As described above, according to the present invention, a dissolve is detected in a compression-coded image data string by using various kinds of information included in an inter-frame or inter-field predictive coded image. This allows the dissolve to be detected at high speed without decoding the data.

[Brief description of drawings]

FIG. 1 is a flowchart showing a dissolve detection method according to an embodiment of the present invention.

FIG. 2 is a configuration diagram of a dissolve detection device according to an embodiment of the present invention.

FIG. 3 is a flowchart showing a first example of a change tendency calculation unit 12, a slowly changing region calculation unit 13, and a dissolve determination unit 14.

FIG. 4 is a flowchart showing a second example of a change tendency calculation unit 12, a slowly changing region calculation unit 13, and a dissolve determination unit 14.

FIG. 5 is a schematic diagram of a change in dissolve.

[Explanation of symbols]

1 Input compressed image data 2 Forward prediction coded image sequence between frames 3 Change tendency calculation stage 4 Change tendency 5 Slow change region extraction stage 6 Slow change region 7 Judgment stage 8 Dissolve 9 External data 10 Coding information analysis unit 11 Data sequence Memory 12 Change tendency calculator 13 Slow change area extractor 14 Dissolve determiner 21-35 Step 41 Scene A 42 Number of frames T 43 t ₁ 44 I (x, y) _A + (I (x, y) _A- I ( x,
y) _B ) / Tt ₁ 45 Scene B 46 Difference information for each frame

Claims (5)

[Claims] 1. A change tendency calculation for calculating a change tendency from an image data string compressed by a compression coding method including an inter-frame or inter-field predictive coding method based on the coding information included in the image data string. A step, a slow change area extraction step of extracting an area whose change tendency is constant over a plurality of adjacent frames as a slow change area having a gentle change, and a ratio of the slow change area to the screen. A dissolve detection method comprising a determination step of determining that a dissolve is present when it is greater than a threshold value. 2. The dissolve according to claim 1, wherein the change tendency calculating step calculates the change tendency based on a sign of difference information in a region of the coded information included in the image data string that has been subjected to motion prediction.
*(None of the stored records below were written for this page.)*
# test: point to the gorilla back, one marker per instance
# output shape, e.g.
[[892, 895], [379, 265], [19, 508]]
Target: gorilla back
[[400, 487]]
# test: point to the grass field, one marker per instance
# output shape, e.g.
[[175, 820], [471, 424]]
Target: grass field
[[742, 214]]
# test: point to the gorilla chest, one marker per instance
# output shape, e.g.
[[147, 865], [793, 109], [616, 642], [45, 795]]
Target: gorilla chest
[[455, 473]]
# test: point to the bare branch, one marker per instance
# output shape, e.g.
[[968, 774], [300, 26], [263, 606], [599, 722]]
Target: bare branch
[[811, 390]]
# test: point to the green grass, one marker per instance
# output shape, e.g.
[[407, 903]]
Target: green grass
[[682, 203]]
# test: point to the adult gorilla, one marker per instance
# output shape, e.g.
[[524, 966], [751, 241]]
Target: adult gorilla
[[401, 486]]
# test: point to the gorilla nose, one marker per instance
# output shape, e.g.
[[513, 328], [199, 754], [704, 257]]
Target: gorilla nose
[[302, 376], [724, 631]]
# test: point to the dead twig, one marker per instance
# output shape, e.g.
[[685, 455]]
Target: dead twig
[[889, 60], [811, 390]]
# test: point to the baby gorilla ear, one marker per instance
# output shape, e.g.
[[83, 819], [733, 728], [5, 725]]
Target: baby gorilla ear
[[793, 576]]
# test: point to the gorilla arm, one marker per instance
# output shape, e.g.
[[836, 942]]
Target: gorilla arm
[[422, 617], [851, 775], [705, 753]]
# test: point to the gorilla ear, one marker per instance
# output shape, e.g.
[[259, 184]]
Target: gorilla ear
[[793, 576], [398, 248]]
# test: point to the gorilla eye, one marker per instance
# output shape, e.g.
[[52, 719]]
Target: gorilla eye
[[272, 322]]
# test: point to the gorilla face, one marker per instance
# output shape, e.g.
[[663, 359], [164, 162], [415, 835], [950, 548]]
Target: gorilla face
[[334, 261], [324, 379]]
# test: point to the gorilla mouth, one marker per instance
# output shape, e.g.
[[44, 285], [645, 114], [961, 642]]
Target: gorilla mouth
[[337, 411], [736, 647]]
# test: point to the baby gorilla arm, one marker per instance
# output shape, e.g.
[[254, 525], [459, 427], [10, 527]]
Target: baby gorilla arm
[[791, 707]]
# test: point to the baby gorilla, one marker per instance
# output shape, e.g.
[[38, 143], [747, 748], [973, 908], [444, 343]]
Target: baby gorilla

Detection method. 3. In the change tendency calculating step, when the change tendency is calculated based on the sign of the difference information in the area where the motion prediction is effective, out of the encoded information included in the image data string, the motion prediction is performed in the past. 3. The dissolve detection method according to claim 2, wherein the sign of the difference information is changed and the change tendency is calculated in consideration of which direction, ie, the future direction, is predicted. 4. The dissolve according to claim 1, wherein the change tendency calculating step calculates the change tendency based on a value of difference information in a region of the encoded information included in the image data string, the area being subjected to motion prediction. Detection method. 5. A change tendency calculation for calculating a change tendency from an image data string compressed by a compression coding method including an inter-frame or inter-field predictive coding method based on coding information included in the image data string. Section, a slowly changing area extracting section that extracts an area whose change tendency is constant over a plurality of adjacent frames as a slowly changing area where a gentle change has occurred, and a ratio of the slowly changing area to the screen. A dissolve detection apparatus having a determination unit that determines that a dissolve is present when the value is larger than a threshold value.